Euro soars on hopes of new Greek bailout and disappointing US numbers
06/Jun/2011 • Currency Updates•
Financial markets in general – and currency markets particularly – continue to be driven by headline news on two fronts. On the one hand, there is the resolution (or lack thereof) of the peripheral funding crisis in Europe, as it becomes clear that the first Greek bailout has failed and a second one is necessary to prevent a sovereign default. On the other there is the unfolding economic slowdown worldwide – and in particular in the US – where further signs are emerging that the already less-than-stellar economic recovery is slowing further. In Europe, reports late last week suggested that a new bailout package is taking shape, conditional on even harsher austerity measures from the Greek government and an accelerated privatization schedule. While markets and observers generally agree that a Greek default is inevitable, traders reacted positively to the news that this outcome will probably be delayed for a few months. The combination of this news with another round of disappointing macroeconomic data from the US stalled the nascent dollar rally and sent the euro soaring, while equity and commodity markets sold off sharply and government bonds rose to new highs for the year.
More gloomy news on the state of the UK economy emerged last week. The main bright spot in an otherwise dismal picture had been, until now, that business sentiment indices had held relatively well even as domestic demand waned. Last week, both the services and manufacturing PMI fell – the latter very sharply. Observers were busy delaying their calls for the first Bank of England hikes till later this year, or even into 2012. The latest data will certainly do nothing to change the balance of votes away from the dovish camp. The FX markets finally paid heed to these disappointments, and sterling endured a terrible trading week, dropping 0.6% against the dollar and a whopping 2.7% against the euro.
All eyes were fixed on the Greek drama last week. As reports emerged that a fresh bailout had been agreed upon, with the Greek Government committing to even harsher cuts and faster privatization schedule, the euro soared against most other currencies. Neither the market nor observers expect the bailout to do much beyond delaying the inevitable default, but euro officials seem to be mostly interested in gaining some time. Meanwhile, neither the Greek problems, nor weakening PMI numbers, particularly in the battered periphery, nor the correction in commodity prices seems to be dissuading ECB officials from hiking rates further, and comments last week were uniformly hawkish. Markets expect another rate increase in July and the widening rate differential, together with the welcome prospect of no further Greek headlines for at least a few weeks buoyed the euro, which ended the week above the 1.46 level against the dollar.

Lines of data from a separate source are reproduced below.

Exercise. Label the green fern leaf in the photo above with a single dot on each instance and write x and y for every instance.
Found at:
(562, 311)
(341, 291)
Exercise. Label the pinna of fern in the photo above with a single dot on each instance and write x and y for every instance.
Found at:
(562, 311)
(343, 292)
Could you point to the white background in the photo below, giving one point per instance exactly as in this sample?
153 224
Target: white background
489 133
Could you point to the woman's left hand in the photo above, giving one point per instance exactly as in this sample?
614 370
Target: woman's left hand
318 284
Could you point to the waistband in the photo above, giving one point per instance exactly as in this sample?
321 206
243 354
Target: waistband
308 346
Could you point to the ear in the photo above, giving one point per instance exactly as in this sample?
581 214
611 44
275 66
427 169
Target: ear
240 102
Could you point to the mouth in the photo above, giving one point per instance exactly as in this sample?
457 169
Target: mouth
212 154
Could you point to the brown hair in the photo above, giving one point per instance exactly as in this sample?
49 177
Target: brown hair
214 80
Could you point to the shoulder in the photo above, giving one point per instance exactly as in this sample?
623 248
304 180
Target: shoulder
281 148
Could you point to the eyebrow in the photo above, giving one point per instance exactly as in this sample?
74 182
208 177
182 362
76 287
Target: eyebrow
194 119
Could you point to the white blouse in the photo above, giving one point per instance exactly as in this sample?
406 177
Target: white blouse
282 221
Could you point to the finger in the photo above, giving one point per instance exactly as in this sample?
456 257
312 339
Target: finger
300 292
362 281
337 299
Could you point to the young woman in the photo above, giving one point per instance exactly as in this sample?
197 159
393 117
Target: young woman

A dismal week in the macroeconomic front in the United States. The sharp slowdown in payroll growth (to 54,000) in the jobs report Friday capped a week that saw the manufacturing PMI drop to 53.5, from the above 60 readings it held during most of 2011, and the services PMI confirm April’s sharp drop (even though it rose 1.8 points from April’s low level). Consumer spending, hiring, investment and government spending all seem pulling back simultaneously, raising questions about the speed of the economic recovery and the length of time it will take before employment slack is absorbed. Consequently, expectations for monetary policy normalization were pushed further into 2012, Government bond yields dropped to year lows, and the nascent dollar recovery of the last few weeks reversed for the time being, as the trade-weighted dollar dropped 0.6% for the week.